U.S. grains: Corn falls one per cent as harvest looms

Wheat, soybean futures also sag

corn harvest
(FIle photo by Allan Dawson)

Chicago | Reuters — Chicago corn futures fell nearly one per cent on Tuesday on chart-based selling as the harvest of a large U.S. crop loomed, traders said.

Soybeans followed the weak trend, declining in the absence of fresh supportive news, and wheat closed mixed, with front-month December fractionally lower.

“The biggest thing is, there isn’t anything here for the bull. The path of least resistance is back to the downside,” said Terry Linn, analyst with Linn & Associates.

Chicago Board of Trade December corn settled down 3-1/4 cents at $3.48-1/4 per bushel after dipping to $3.46-1/2, its lowest in a week. The contract has faced stiff technical resistance at its 20-day moving average during the last two weeks.

CBOT November soybeans ended down 2-1/4 cents at $9.65-1/2 a bushel and December wheat fell 1/2 cent to $4.43 a bushel (all figures US$).

Corn and wheat retreated from early advances as traders awaited reports from the expanding U.S. corn harvest. The crop was seven per cent harvested by Sunday, the U.S. Department of Agriculture said in a weekly report.

“I don’t know that we are getting a lot of pressure from the standpoint of producers making sales, but we are seeing ideas this crop is bigger than expected, especially in corn,” said Brian Hoops, analyst with Midwest Market Solutions.
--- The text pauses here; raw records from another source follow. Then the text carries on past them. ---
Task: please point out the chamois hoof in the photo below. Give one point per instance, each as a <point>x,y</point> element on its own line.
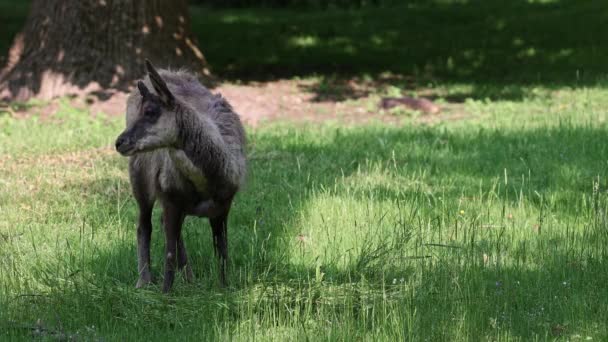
<point>143,282</point>
<point>188,275</point>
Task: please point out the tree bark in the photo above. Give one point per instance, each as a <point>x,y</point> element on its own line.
<point>74,47</point>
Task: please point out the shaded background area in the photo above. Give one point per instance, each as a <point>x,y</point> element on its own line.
<point>485,43</point>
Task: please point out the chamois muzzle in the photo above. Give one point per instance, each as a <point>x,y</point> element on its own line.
<point>124,145</point>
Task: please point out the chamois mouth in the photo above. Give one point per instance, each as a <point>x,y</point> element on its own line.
<point>124,147</point>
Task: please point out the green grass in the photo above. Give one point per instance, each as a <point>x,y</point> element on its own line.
<point>492,228</point>
<point>482,42</point>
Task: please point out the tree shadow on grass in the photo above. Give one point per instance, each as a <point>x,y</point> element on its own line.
<point>491,45</point>
<point>289,168</point>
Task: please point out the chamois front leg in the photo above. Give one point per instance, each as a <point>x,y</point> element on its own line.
<point>182,261</point>
<point>172,219</point>
<point>144,233</point>
<point>219,225</point>
<point>208,208</point>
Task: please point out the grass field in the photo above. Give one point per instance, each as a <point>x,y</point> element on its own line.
<point>491,227</point>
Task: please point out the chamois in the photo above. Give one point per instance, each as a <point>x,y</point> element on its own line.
<point>186,148</point>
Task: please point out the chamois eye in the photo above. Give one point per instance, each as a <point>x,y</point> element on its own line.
<point>151,111</point>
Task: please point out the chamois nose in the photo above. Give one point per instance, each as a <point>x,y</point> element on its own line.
<point>120,141</point>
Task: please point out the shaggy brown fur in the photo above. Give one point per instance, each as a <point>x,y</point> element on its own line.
<point>186,149</point>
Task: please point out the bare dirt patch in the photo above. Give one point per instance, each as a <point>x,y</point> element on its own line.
<point>297,101</point>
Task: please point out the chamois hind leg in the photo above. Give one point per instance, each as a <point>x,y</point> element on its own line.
<point>172,219</point>
<point>219,225</point>
<point>182,255</point>
<point>182,260</point>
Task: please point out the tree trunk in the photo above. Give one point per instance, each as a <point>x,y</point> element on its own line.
<point>74,47</point>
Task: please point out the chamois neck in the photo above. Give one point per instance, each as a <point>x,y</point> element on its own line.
<point>202,142</point>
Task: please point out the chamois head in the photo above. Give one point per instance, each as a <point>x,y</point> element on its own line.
<point>151,118</point>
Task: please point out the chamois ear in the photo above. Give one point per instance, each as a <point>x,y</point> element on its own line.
<point>143,90</point>
<point>159,85</point>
USDA said 34 per cent of the corn crop was mature, well behind the five-year average of 47 per cent. But forecasts showed no major weather problems that could threaten late-maturing fields.

“The weather is good for crops that haven’t shut down. You’ve got favourable finishing conditions,” Linn said.

Soybean futures fell to session lows after USDA, for the first time in eight business days, failed to report fresh sales of U.S. soybeans through its daily export reporting system.

Also bearish was the inability of the CBOT November soy contract to break through chart resistance and test its 200-day moving average near $9.79.

Plentiful global supplies kept a lid on the wheat market, despite worries about dry conditions in Australia and excessive rain in Argentina.

Futures had little reaction to news that Egypt’s state grain buyer purchased 175,000 tonnes of Russian wheat in a tender. No U.S. wheat was offered.

Egypt received offers from six suppliers, down from the roughly 15 that normally bid to the world’s largest wheat buyer, as traders held back due to a dispute over two blocked import cargoes.